The Final Detail by Harlan Coben (Myron Bolitar #6)

The Final Detail (Myron Bolitar, #6)The Final Detail by Harlan Coben

My rating: 4 of 5 stars



 Jacket Blurb: Myron is settled in a Caribbean idyll - but all is not as well as you could rightfully expect. Myron is hiding from his own failures and friends. But then, he is forced back to face his old life, as his dearest friend is charged with murder. And the victim is one of his oldest clients.

Ironically, I just finished a Michael Coben book (Trunk Music #6) where Harry Bosch tells his team that when they solve the mystery, it will be in the details, the details that they were looking at all along, right on the front of the report. 

For The Final Detail by Coben, it was indeed in the details, but in this particular book the reader  doesn't get to see them ahead of time.  Instead, the reader is told piecemeal, usually after Myron figures out what was happening and goes to The Big Confrontation.  I'm not sure I like this method of storytelling, because then I don't have enough of the information to try and figure out the mystery for myself.

The Final Detail was perhaps less about the mystery than Myron coping with morality and the ramification of his actions.  In the last book he left the love of his life - Jessica - after realizing that maybe she wasn't the love of his life after all, he still feels responsible for the death of the woman who came between him and Jessica.
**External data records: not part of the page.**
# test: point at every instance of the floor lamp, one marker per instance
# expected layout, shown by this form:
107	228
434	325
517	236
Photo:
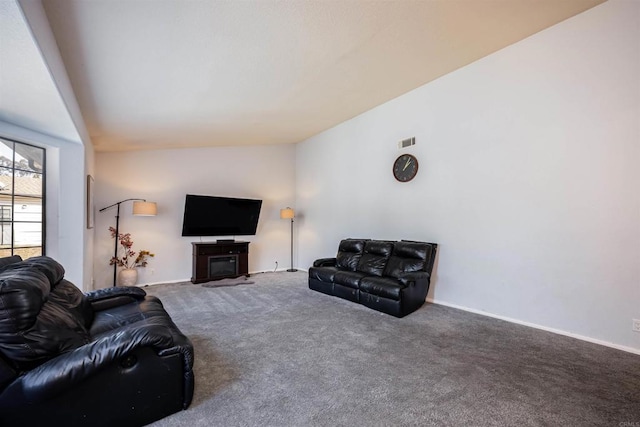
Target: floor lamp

Myron ran away from his friends, family, and business, and that's what took a hit in a bad, bad way.  Esperanza is being framed for the murder of his first client, the rest of MB Sportsrep clients are leaving in droves to the competition, and his father had a heart attack.  Ironically, it was this last that hit Myron the hardest.

So, what we have is a mystery about the frailty of ourselves and the ramifications of our actions.  Myron comes up with a metaphor that life is all about the foul line - we want to think we stay inside that line, but that line isn't always clearly defined. 

I enjoyed this book, I found myself sitting in the garage and my parking pace at work trying to squeeze in "just five more minutes", but it's not your standard mystery.